Мы назвались. И художник тоже:

– Аполлинарий Кузьмич. Можно просто – Поля. А фамилия… – тут он немного замялся: – А фамилия у меня довольно необычная. – И произнес так, будто у него неожиданно начался насморк и заложило нос: – Бревдо.

– Где бревно? – спросил Алешка.

– Какое бревно? – спросил я. – Почему?

– Вот… Я же говорил. Не бревно, а Бревдо!

И он рассказал, как его далекий предок по фамилии Бревнов, когда получал в полиции паспорт, из-за сильного в самом деле насморка так и произнес. Его так и записали.

– Вот и стали мы – Бревдо.

– Да, – Алешка искренне посочувствовал. – Трудно с такой фамилией.

– Еще как! – обрадовался художник сочувствию. – Как ни объясняешь, везде записывают – Бревно.

– Обидно. Тем более что вы совсем на бревно не похожи.

Это Алешка верно заметил. Художник Бревдо был больше всего похож на длинную худую жердь.

В общем, мы и с ним немного подружились. Проводили его до дома. Он показал, где живет, и пригласил нас заходить в любое время.

– А вы нам покажете свои работы? – спросил Алешка.

– С удовольствием! – расцвел художник. – Особенно если это вас интересует.

– Все-все покажете? – почему-то спросил Алешка. – И портреты?

– Портреты? Да у меня их очень мало. Хозяйку как-то написал. Отца Леонида. Да, еще этого… Как его? А, вспомнил. Мужичка одного местного. Посошком его кличут. Очень колоритная личность.

– А иконы вы не пишете? – вдруг спросил Алешка.

Художник как-то замялся и стал суетливо поправлять на плече собранный зонтик и мольберт.

– Иконы?.. Да как-то, знаешь… А почему вдруг такой интерес?

– В церкви кража была, – спокойно пояснил Алешка.
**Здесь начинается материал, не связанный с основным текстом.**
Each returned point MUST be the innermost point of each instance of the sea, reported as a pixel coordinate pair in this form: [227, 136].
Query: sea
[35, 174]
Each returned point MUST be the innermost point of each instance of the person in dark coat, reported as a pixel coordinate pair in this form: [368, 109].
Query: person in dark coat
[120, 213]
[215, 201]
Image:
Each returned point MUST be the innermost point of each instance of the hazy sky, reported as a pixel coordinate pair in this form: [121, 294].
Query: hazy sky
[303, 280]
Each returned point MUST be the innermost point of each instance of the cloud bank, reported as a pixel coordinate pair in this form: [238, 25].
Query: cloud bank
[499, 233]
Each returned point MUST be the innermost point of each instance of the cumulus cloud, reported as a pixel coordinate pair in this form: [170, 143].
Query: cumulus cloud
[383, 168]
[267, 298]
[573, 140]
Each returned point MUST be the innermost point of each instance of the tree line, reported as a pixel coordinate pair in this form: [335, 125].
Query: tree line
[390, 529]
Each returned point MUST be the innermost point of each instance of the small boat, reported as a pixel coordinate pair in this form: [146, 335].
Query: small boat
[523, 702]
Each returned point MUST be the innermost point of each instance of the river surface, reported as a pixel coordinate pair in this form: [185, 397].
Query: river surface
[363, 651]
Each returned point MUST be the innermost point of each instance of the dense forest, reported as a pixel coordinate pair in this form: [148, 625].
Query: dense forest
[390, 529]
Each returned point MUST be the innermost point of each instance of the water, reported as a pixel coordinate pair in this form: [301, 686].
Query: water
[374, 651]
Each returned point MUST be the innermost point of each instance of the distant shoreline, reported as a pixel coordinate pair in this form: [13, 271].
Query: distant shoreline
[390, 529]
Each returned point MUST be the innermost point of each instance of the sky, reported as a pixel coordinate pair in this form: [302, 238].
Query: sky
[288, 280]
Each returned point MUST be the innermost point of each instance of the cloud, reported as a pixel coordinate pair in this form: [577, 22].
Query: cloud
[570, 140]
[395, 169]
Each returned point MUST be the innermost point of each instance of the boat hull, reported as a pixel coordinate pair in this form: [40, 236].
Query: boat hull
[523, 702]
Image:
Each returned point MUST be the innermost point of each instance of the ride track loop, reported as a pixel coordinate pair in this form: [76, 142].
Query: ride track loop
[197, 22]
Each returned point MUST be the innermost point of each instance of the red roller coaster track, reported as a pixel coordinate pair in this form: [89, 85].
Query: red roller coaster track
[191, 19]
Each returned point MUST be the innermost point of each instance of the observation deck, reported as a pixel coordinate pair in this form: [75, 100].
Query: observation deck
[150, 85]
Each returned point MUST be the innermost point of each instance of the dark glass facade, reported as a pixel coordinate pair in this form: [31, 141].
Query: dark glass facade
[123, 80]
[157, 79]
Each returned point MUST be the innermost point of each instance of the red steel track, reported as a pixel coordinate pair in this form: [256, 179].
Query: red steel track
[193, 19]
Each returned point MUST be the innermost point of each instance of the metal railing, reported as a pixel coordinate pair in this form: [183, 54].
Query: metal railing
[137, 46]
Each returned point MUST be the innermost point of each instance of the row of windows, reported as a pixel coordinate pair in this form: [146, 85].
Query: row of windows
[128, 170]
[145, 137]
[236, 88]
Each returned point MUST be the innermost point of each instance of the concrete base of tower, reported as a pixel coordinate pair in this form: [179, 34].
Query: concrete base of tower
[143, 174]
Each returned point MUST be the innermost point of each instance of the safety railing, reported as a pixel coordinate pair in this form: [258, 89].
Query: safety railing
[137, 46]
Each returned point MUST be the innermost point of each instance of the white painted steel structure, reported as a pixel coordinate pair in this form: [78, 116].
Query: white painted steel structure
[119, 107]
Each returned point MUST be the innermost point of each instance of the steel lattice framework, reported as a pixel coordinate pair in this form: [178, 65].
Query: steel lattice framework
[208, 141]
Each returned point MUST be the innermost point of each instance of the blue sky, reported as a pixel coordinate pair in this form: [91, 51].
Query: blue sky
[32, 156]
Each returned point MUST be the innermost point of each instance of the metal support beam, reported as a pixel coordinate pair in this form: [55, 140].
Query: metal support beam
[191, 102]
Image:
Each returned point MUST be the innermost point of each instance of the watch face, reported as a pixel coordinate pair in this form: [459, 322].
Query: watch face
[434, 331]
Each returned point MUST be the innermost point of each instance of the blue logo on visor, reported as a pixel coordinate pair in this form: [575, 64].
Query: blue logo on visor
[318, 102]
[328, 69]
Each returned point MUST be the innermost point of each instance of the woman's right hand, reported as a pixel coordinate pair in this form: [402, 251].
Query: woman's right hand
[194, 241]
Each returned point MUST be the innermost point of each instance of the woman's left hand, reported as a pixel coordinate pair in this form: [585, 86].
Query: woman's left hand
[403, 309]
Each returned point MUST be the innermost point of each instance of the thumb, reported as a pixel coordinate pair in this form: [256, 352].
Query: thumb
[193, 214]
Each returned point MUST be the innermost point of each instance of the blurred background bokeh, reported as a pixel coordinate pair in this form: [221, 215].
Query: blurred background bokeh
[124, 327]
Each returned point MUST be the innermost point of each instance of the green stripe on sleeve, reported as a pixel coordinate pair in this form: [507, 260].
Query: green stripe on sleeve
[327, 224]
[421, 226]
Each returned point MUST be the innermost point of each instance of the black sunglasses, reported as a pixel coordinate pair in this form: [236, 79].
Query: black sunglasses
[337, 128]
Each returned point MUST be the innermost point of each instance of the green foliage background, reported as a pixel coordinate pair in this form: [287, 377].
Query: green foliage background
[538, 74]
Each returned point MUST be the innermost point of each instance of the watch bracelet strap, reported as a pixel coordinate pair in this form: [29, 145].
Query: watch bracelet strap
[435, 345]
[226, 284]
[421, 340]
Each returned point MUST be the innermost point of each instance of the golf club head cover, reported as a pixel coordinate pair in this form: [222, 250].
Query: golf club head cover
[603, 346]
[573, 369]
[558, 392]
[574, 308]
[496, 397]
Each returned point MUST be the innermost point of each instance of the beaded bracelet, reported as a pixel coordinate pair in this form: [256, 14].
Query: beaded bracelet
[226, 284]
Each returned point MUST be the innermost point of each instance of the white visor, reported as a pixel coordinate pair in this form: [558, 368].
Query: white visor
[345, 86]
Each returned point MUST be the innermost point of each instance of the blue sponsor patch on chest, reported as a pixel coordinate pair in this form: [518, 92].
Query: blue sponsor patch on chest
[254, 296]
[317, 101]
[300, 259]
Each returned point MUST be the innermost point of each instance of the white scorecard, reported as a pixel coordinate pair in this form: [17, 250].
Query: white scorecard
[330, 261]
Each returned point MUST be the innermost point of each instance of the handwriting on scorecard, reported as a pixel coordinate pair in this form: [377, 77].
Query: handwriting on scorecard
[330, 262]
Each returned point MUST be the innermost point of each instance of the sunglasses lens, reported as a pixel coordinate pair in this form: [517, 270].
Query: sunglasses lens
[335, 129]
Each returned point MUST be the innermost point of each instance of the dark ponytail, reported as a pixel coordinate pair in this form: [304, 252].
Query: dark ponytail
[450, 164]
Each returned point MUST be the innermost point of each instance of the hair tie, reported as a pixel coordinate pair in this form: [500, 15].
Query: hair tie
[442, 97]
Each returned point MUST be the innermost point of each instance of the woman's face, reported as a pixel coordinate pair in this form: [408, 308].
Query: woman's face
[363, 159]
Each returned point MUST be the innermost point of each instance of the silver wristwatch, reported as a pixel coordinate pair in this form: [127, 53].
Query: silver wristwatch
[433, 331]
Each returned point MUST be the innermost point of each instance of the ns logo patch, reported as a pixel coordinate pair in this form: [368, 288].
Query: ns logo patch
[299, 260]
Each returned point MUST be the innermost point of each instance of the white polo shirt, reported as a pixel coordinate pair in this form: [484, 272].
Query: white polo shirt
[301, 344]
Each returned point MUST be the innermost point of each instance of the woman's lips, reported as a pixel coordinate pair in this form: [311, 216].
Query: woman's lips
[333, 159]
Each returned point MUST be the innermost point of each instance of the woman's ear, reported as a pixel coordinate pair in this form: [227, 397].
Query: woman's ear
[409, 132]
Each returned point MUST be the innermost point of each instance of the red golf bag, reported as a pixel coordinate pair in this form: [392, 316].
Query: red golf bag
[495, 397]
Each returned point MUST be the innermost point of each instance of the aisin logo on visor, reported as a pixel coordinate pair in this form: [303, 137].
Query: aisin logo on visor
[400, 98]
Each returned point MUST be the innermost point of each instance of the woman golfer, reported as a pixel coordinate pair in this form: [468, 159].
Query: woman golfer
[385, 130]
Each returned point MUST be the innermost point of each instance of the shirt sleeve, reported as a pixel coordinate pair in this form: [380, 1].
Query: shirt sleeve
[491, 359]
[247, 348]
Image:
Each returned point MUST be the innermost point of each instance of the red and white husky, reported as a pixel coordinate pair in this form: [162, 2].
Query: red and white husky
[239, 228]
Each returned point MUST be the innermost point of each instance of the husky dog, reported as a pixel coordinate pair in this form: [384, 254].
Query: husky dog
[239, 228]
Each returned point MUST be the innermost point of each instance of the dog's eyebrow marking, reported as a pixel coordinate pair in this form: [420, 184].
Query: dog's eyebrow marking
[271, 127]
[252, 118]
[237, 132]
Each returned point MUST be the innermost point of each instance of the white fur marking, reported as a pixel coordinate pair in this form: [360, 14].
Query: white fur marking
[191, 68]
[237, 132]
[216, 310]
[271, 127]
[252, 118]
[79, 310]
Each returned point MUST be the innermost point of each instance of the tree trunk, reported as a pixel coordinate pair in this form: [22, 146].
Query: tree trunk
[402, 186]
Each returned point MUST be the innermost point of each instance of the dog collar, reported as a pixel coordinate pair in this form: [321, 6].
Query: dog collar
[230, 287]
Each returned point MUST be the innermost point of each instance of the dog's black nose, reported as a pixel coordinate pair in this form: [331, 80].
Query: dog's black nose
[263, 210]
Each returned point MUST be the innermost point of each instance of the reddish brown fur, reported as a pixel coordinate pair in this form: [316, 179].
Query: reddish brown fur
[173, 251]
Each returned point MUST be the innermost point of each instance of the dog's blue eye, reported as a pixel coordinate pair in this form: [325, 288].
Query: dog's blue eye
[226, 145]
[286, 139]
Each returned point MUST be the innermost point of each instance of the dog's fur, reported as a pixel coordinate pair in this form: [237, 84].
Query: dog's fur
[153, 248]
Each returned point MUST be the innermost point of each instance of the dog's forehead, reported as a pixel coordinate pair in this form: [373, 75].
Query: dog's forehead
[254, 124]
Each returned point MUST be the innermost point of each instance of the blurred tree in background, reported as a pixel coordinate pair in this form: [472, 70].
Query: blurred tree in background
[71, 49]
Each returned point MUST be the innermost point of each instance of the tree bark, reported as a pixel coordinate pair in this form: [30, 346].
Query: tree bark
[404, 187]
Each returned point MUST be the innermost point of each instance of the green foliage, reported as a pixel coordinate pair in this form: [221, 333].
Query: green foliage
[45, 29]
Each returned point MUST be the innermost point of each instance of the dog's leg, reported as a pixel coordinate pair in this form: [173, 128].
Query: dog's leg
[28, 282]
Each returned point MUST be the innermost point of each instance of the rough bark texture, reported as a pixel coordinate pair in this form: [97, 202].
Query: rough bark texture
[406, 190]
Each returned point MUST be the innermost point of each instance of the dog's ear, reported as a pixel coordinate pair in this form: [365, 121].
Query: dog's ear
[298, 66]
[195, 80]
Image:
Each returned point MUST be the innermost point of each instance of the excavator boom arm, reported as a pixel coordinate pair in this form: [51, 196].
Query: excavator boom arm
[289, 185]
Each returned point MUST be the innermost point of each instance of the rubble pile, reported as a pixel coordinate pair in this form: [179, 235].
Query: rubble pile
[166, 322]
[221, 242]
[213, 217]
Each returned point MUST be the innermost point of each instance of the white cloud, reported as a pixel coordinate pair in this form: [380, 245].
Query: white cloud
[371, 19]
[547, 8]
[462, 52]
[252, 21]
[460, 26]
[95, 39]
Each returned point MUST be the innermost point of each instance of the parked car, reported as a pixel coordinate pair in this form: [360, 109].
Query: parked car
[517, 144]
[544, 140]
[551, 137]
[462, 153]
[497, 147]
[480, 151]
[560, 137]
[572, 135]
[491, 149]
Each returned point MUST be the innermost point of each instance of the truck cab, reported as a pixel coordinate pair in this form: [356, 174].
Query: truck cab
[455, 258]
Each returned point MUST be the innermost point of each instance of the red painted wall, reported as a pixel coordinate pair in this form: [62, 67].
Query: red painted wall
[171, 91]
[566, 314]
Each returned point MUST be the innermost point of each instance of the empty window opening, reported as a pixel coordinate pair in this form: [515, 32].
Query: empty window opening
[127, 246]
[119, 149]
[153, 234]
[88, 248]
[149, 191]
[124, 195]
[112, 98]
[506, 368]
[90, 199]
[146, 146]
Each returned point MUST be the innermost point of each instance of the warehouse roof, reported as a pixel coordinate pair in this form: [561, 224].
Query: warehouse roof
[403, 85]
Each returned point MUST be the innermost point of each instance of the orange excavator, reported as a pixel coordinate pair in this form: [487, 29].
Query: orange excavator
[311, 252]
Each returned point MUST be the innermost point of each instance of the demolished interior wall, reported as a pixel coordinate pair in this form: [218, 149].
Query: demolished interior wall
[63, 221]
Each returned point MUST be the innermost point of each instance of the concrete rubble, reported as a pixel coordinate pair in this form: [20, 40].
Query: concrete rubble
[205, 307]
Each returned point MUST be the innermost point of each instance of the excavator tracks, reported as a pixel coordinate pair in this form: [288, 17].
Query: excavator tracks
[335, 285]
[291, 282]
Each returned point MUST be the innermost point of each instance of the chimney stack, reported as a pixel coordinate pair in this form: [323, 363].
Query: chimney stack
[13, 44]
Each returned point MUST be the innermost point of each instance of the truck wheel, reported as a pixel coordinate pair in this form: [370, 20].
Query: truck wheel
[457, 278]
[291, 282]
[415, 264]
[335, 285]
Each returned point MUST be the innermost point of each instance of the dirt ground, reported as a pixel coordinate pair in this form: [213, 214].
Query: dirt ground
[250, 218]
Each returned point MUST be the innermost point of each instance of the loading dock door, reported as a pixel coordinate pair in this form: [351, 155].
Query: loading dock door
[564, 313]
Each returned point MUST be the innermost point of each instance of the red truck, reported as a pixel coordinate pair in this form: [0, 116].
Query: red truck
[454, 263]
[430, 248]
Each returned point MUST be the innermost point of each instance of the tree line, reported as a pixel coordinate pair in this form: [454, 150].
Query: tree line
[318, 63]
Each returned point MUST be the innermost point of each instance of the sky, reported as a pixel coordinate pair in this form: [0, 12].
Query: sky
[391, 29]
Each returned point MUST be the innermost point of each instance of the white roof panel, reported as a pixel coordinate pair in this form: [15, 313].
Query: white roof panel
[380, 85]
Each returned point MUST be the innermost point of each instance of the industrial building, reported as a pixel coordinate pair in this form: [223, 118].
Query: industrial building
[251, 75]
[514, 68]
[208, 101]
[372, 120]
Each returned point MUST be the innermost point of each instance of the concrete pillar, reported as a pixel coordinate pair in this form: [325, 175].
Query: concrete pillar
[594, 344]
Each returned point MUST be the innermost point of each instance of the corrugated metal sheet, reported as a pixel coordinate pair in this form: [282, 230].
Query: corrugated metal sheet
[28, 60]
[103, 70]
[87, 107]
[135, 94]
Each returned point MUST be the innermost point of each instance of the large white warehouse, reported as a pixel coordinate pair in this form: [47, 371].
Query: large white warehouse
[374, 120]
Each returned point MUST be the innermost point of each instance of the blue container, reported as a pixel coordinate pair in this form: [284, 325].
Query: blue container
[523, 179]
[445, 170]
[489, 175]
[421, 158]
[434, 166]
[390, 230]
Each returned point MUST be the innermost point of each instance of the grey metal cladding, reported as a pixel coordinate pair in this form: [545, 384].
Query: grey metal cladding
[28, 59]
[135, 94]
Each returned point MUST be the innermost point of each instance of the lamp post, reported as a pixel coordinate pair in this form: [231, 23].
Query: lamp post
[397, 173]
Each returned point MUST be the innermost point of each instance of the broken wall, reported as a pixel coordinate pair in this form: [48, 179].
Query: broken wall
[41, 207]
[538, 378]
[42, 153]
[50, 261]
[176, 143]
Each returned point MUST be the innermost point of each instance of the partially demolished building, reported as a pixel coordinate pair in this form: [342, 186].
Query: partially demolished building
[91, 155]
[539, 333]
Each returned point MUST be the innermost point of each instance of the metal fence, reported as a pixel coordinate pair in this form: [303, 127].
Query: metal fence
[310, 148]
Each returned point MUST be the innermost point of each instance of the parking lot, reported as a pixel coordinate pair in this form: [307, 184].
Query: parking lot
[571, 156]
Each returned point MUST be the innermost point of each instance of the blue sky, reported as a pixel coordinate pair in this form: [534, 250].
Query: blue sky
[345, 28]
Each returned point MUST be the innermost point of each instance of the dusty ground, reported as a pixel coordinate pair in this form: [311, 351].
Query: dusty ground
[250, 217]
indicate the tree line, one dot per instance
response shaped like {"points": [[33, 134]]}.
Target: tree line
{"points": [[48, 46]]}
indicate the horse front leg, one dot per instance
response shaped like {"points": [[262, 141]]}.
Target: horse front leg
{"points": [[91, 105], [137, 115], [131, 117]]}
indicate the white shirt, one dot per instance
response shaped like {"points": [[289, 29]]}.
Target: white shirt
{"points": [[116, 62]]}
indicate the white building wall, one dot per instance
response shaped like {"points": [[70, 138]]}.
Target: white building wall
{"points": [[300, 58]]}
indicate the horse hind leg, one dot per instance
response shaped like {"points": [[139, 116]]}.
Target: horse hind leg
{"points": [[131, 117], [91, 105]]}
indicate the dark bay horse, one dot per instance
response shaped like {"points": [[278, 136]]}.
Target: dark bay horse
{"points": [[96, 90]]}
А художник, мне показалось, вздрогнул и немного побледнел. – Икону очень ценную украли. Вы бы нарисовали такую. Отец Леонид обрадовался бы.

– Ну… Это не так просто. Боюсь, у меня не получится.

– Жаль, – как-то жестко и холодно сказал Алешка. Повернулся, пошел и бросил через плечо: – До свиданья.

Ничего не понимаю! Зачем-то познакомился с ним, влез в доверие, подружился и так сердито и невежливо расстался.

Мне даже неловко стало. Я обернулся. Художник стоял в калитке и растерянно, я бы даже сказал – испуганно, смотрел нам вслед.

И тут я почему-то еще кое-что вспомнил. «Гони Полю в шею! И Леню тоже!»

Кого он имел в виду, этот писатель? Заполошную Полинку или художника Полю? А почему отца Леонида тоже нужно гнать, да еще в шею?